Ein Formulierungsbeispiel

Dazu ein konkretes Formulierungsbeispiel mit Wohlwollen: „Trotz dieser lange andauernden und für Herrn Müller belastenden Krankheit zeigte er viel Engagement, arbeitete nicht selten sogar von zu Hause aus und führte seine Aufgaben auch unter teilweise erschwerten Umständen in sehr guter Qualität aus. In einer weniger belastenden Stelle mit tieferem Arbeitspensum kann Herr Müller daher nach unserer heutigen Einschätzung dennoch ausgezeichnete Leistungen erbringen“.

Gespräch und Referenzen

Auf jeden Fall empfiehlt es sich auch, mit dem Mitarbeiter das Gespräch zu suchen, wie eine faire, wahre und wenn immer möglich dennoch wohlwollende Aussage formuliert werden kann und für den Betreffenden und seine weiteren Berufsziele akzeptabel ist. Dabei ist auch die präzisierende Möglichkeit spezifischer Informationen bei Referenzen zu beachten, die dem Mitarbeiter auf der Stellensuche helfen kann. Solche Massnahmen tragen oft dazu bei, Konflikte und Streitigkeiten zu vermeiden und signalisieren dem Mitarbeiter und künftigen Zeugnislesern das Bemühen um Fairness und Wohlwollen. 

Das Bundesgerichtsurteil im Wortlaut

”Der Beschwerdeführer war während mehr als einem Jahr krankheitshalber unfähig, seine bisherige Tätigkeit auszuüben.
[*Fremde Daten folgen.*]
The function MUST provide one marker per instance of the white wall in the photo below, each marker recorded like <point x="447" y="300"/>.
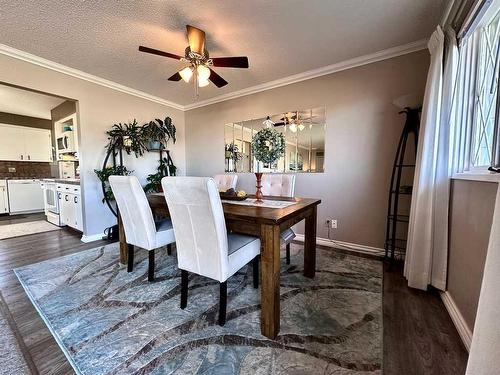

Bei Beendigung des Arbeitsverhältnisses war nicht absehbar, ob und wann er dazu wieder in der Lage sein wird, weshalb die Krankheit seine weitere Eignung zur Ausübung der bisherigen Tätigkeit erheblich in Frage stellte. Unter diesen Umständen bildete die Krankheit einen berechtigten Kündigungsgrund.

Demnach war die Beschwerdegegnerin unabhängig davon, ob sie die Kündigung auf Grund der Krankheit aussprach, gehalten, diese in einem qualifizierten Arbeitszeugnis zu erwähnen. Damit ist eine Verletzung von Art. 330a OR zu verneinen, ohne dass der subjektive Kündigungsgrund bzw. die entsprechende Rüge des Beschwerdeführers geprüft werden müsste. Nicht entscheiderheblich ist auch, ob die Erwähnung der Krankheit sich allenfalls hätte rechtfertigen können, weil sonst bezüglich der Berufserfahrung ein falsches Bild entstanden wäre.”